Aleibiri Town is a village located in Bayelsa State's Ekeremor Local Government Area beside Bolou Toru Creek.The main attributes of the Aleibiri people are their aptitude for football, politics, fishing, farming, wrestling, and education. Her neighbors also saw the town as a commercial and industrial center. People travel from near and far to Aleibiri in order to buy and trade.

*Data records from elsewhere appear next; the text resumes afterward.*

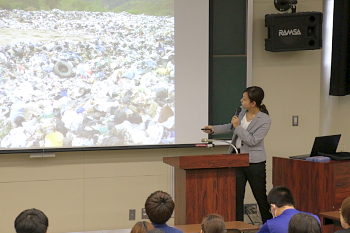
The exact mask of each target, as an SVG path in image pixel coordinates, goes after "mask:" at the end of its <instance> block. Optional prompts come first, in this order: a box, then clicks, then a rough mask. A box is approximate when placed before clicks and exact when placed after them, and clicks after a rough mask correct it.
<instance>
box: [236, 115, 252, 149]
mask: <svg viewBox="0 0 350 233" xmlns="http://www.w3.org/2000/svg"><path fill="white" fill-rule="evenodd" d="M246 116H247V113H246V114H244V117H243V119H242V121H241V126H242V127H243V129H247V128H248V125H249V124H250V122H252V121H249V122H248V121H247V118H246ZM241 144H242V139H241V138H240V137H239V136H237V140H236V147H237V149H240V148H241Z"/></svg>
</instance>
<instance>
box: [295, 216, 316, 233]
mask: <svg viewBox="0 0 350 233" xmlns="http://www.w3.org/2000/svg"><path fill="white" fill-rule="evenodd" d="M321 232H322V230H321V225H320V223H319V222H318V221H317V219H316V218H315V217H314V216H312V215H310V214H306V213H298V214H296V215H294V216H293V217H292V218H291V219H290V221H289V225H288V233H321Z"/></svg>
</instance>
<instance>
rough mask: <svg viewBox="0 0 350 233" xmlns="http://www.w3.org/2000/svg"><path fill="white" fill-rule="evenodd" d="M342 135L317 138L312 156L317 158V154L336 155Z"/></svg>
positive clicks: (325, 136) (314, 142) (334, 135)
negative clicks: (339, 141) (337, 147)
mask: <svg viewBox="0 0 350 233" xmlns="http://www.w3.org/2000/svg"><path fill="white" fill-rule="evenodd" d="M340 136H341V135H340V134H337V135H330V136H322V137H316V138H315V141H314V145H313V147H312V150H311V154H310V156H317V152H322V153H325V154H334V153H335V152H336V151H337V147H338V144H339V140H340Z"/></svg>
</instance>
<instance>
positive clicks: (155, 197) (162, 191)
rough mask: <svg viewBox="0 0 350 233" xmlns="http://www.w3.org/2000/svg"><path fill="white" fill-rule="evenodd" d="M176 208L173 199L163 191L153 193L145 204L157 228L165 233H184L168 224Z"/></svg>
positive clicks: (150, 218)
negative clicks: (174, 208)
mask: <svg viewBox="0 0 350 233" xmlns="http://www.w3.org/2000/svg"><path fill="white" fill-rule="evenodd" d="M174 208H175V203H174V201H173V199H172V198H171V196H170V195H169V194H168V193H166V192H163V191H156V192H154V193H152V194H151V195H150V196H149V197H148V198H147V200H146V203H145V209H146V213H147V215H148V218H149V220H150V221H151V222H152V224H153V226H154V227H155V228H159V229H161V230H163V231H164V232H165V233H182V231H181V230H179V229H176V228H174V227H170V226H168V225H167V224H166V222H167V221H168V220H169V219H170V217H171V215H172V214H173V211H174Z"/></svg>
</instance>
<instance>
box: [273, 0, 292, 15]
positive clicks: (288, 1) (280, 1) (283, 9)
mask: <svg viewBox="0 0 350 233" xmlns="http://www.w3.org/2000/svg"><path fill="white" fill-rule="evenodd" d="M273 3H274V5H275V8H276V9H277V10H278V11H287V10H289V9H292V13H295V12H296V8H297V7H296V4H297V3H298V0H274V1H273Z"/></svg>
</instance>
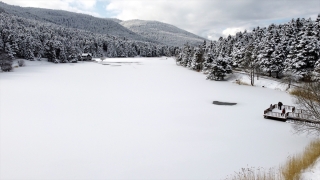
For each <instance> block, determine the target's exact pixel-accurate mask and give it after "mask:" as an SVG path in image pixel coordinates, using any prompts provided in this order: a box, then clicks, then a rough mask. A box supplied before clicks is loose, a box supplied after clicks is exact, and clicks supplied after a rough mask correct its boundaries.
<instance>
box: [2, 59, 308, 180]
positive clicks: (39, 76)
mask: <svg viewBox="0 0 320 180" xmlns="http://www.w3.org/2000/svg"><path fill="white" fill-rule="evenodd" d="M119 62H126V63H119ZM103 64H104V65H103ZM233 79H236V78H233ZM229 80H230V81H232V77H231V78H230V79H229ZM261 81H262V80H261ZM257 83H258V82H257ZM274 84H275V83H273V85H272V86H271V85H270V87H274ZM265 87H266V86H265ZM274 89H275V88H274ZM212 101H226V102H235V103H238V104H237V105H235V106H218V105H213V104H212ZM278 101H282V102H283V103H284V104H289V105H290V104H292V99H291V97H290V96H289V95H288V94H287V93H286V92H283V91H275V90H273V89H270V88H262V85H261V86H260V85H259V86H256V87H250V86H244V85H238V84H236V83H230V82H227V81H224V82H216V81H208V80H205V76H204V75H203V74H202V73H198V72H194V71H191V70H188V69H186V68H183V67H180V66H176V64H175V61H174V60H173V59H171V58H131V59H106V60H104V61H103V62H79V63H75V64H52V63H47V62H44V61H41V62H38V61H35V62H29V61H28V62H27V66H26V67H23V68H16V69H15V70H14V72H12V73H0V179H224V178H226V177H227V175H233V173H234V172H235V171H239V170H240V169H241V168H242V167H248V166H250V167H251V166H253V167H266V168H269V167H273V166H276V167H278V166H279V164H281V163H284V162H285V160H286V157H287V156H288V155H292V154H295V153H300V152H302V150H303V149H304V147H305V146H306V145H307V144H308V143H309V142H310V140H311V139H310V138H308V137H306V136H304V135H295V134H293V133H292V129H291V126H290V124H288V123H283V122H278V121H273V120H267V119H264V118H263V116H262V115H263V111H264V110H265V109H266V108H268V107H269V105H270V104H271V103H277V102H278Z"/></svg>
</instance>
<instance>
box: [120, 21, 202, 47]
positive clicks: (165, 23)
mask: <svg viewBox="0 0 320 180" xmlns="http://www.w3.org/2000/svg"><path fill="white" fill-rule="evenodd" d="M120 24H121V25H123V26H124V27H126V28H128V29H130V30H131V31H133V32H135V33H137V34H139V35H141V36H144V37H147V38H149V39H154V40H157V41H159V42H161V43H163V44H167V45H170V46H178V47H181V46H183V45H184V44H186V43H187V42H188V43H189V44H191V45H199V44H201V43H203V41H204V40H206V39H205V38H202V37H200V36H197V35H194V34H192V33H190V32H188V31H185V30H182V29H179V28H177V27H175V26H173V25H170V24H166V23H162V22H158V21H143V20H130V21H122V22H120Z"/></svg>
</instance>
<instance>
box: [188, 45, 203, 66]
mask: <svg viewBox="0 0 320 180" xmlns="http://www.w3.org/2000/svg"><path fill="white" fill-rule="evenodd" d="M202 63H203V50H202V47H201V46H199V48H196V49H195V53H194V55H193V58H192V61H191V67H190V69H192V70H195V71H198V72H199V71H201V70H202V68H203V67H202V65H203V64H202Z"/></svg>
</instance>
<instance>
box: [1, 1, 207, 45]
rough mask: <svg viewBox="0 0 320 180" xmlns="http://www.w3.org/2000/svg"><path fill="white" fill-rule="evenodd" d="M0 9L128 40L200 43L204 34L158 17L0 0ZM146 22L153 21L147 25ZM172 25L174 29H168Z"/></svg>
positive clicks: (172, 44) (64, 25)
mask: <svg viewBox="0 0 320 180" xmlns="http://www.w3.org/2000/svg"><path fill="white" fill-rule="evenodd" d="M0 8H1V11H5V12H6V13H9V14H13V15H16V16H19V17H24V18H27V19H32V20H37V21H41V22H50V23H54V24H56V25H62V26H65V27H68V28H76V29H82V30H86V31H90V32H93V33H99V34H108V35H111V36H115V37H121V38H127V39H130V40H136V41H144V42H151V43H157V44H161V45H168V46H180V47H181V46H183V45H184V44H185V43H187V42H188V43H190V44H197V43H201V42H203V41H204V40H206V39H205V38H202V37H199V36H197V35H194V34H192V33H190V32H187V31H185V30H182V29H180V28H177V27H175V26H173V25H170V24H166V23H162V22H158V21H143V20H138V21H137V20H130V21H122V20H119V19H115V18H99V17H94V16H91V15H87V14H82V13H74V12H69V11H64V10H53V9H44V8H34V7H20V6H14V5H9V4H6V3H3V2H1V1H0ZM133 21H134V22H140V23H141V22H145V23H144V24H143V23H142V24H141V26H140V27H141V28H140V29H138V28H137V27H135V28H132V27H131V26H128V27H126V25H127V24H128V22H133ZM150 24H152V25H154V26H153V28H150ZM172 29H174V30H175V31H174V32H172Z"/></svg>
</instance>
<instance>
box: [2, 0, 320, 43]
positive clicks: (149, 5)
mask: <svg viewBox="0 0 320 180" xmlns="http://www.w3.org/2000/svg"><path fill="white" fill-rule="evenodd" d="M2 1H3V2H5V3H8V4H11V5H19V6H23V7H41V8H49V9H61V10H67V11H73V12H81V13H86V14H90V15H93V16H97V17H108V18H118V19H121V20H130V19H142V20H156V21H161V22H164V23H169V24H172V25H175V26H177V27H179V28H181V29H185V30H187V31H189V32H192V33H195V34H197V35H199V36H202V37H205V38H208V39H212V40H216V39H218V38H219V37H220V36H227V35H228V34H231V35H233V34H235V32H237V31H243V30H244V29H247V30H249V31H250V30H251V29H252V28H253V27H256V26H260V27H264V26H268V25H270V24H271V23H276V24H279V23H285V22H288V21H290V20H291V19H292V18H298V17H300V18H309V17H311V18H312V19H313V20H314V19H315V18H316V17H317V15H318V14H319V13H320V0H2Z"/></svg>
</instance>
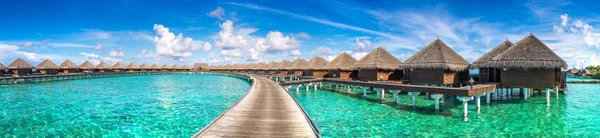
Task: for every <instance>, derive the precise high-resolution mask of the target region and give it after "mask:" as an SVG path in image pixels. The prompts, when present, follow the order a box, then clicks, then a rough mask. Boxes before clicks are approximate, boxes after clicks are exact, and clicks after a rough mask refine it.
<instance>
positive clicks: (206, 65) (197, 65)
mask: <svg viewBox="0 0 600 138" xmlns="http://www.w3.org/2000/svg"><path fill="white" fill-rule="evenodd" d="M191 71H208V64H206V63H194V66H193V67H192V69H191Z"/></svg>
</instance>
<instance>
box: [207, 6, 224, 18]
mask: <svg viewBox="0 0 600 138" xmlns="http://www.w3.org/2000/svg"><path fill="white" fill-rule="evenodd" d="M206 15H208V16H210V17H215V18H218V19H220V20H223V19H224V18H223V15H225V10H224V9H223V8H221V7H217V9H215V10H213V11H210V12H209V13H207V14H206Z"/></svg>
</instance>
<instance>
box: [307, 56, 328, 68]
mask: <svg viewBox="0 0 600 138" xmlns="http://www.w3.org/2000/svg"><path fill="white" fill-rule="evenodd" d="M327 64H329V62H327V60H325V59H324V58H322V57H320V56H315V57H313V58H312V59H310V60H309V61H308V64H307V66H306V68H305V69H312V70H325V66H327Z"/></svg>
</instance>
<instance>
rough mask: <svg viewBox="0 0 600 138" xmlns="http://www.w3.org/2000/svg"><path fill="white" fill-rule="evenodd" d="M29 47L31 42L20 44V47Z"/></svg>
mask: <svg viewBox="0 0 600 138" xmlns="http://www.w3.org/2000/svg"><path fill="white" fill-rule="evenodd" d="M31 46H33V43H32V42H25V43H23V44H21V47H31Z"/></svg>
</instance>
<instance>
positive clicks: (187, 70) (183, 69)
mask: <svg viewBox="0 0 600 138" xmlns="http://www.w3.org/2000/svg"><path fill="white" fill-rule="evenodd" d="M207 66H208V64H207ZM204 69H206V68H204ZM191 70H192V69H191V68H190V66H188V65H185V64H184V65H183V66H181V71H186V72H188V71H191Z"/></svg>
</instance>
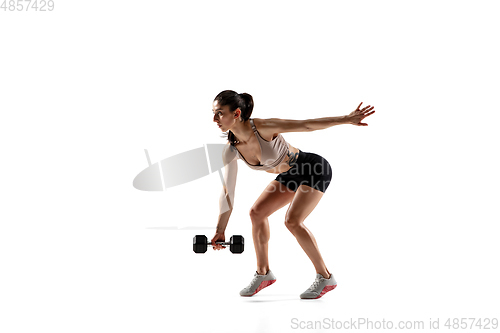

Report has it that Prominent grassroots female politicians from Aleibiri Kingdom of Ekeremor Wards 2 and 3 announced their support for Chief Henry Seriake Dickson, the former governor of the state and senatorial candidate for the Peoples Democratic Party, on Thursday. Chief Peremobowei Ebebi, the All Progressives Congress senatorial candidate, was born and raised in Aleibiri, where the women were visiting from.

== Schools in Aleibiri ==
There are various schools in Aleibiri community such as:

- The Bayelsa State Polytechnic is situated at Aleibiri town of Bolou Toru Creek in Ekeremor Local Government Area, with a distance of approximately 51 km from Yenagoa, the Capital City. The Polytechnic is geographically located on Longitude 4.946 N and Latitude 5.684 E. The Polytechnic situated in Aleibiri Town can be accessed from Yenagoa through the Sagbama/Toru-Orua Road, and from Delta State through Bomadi Road.
- Community Secondary School, Aleibiri.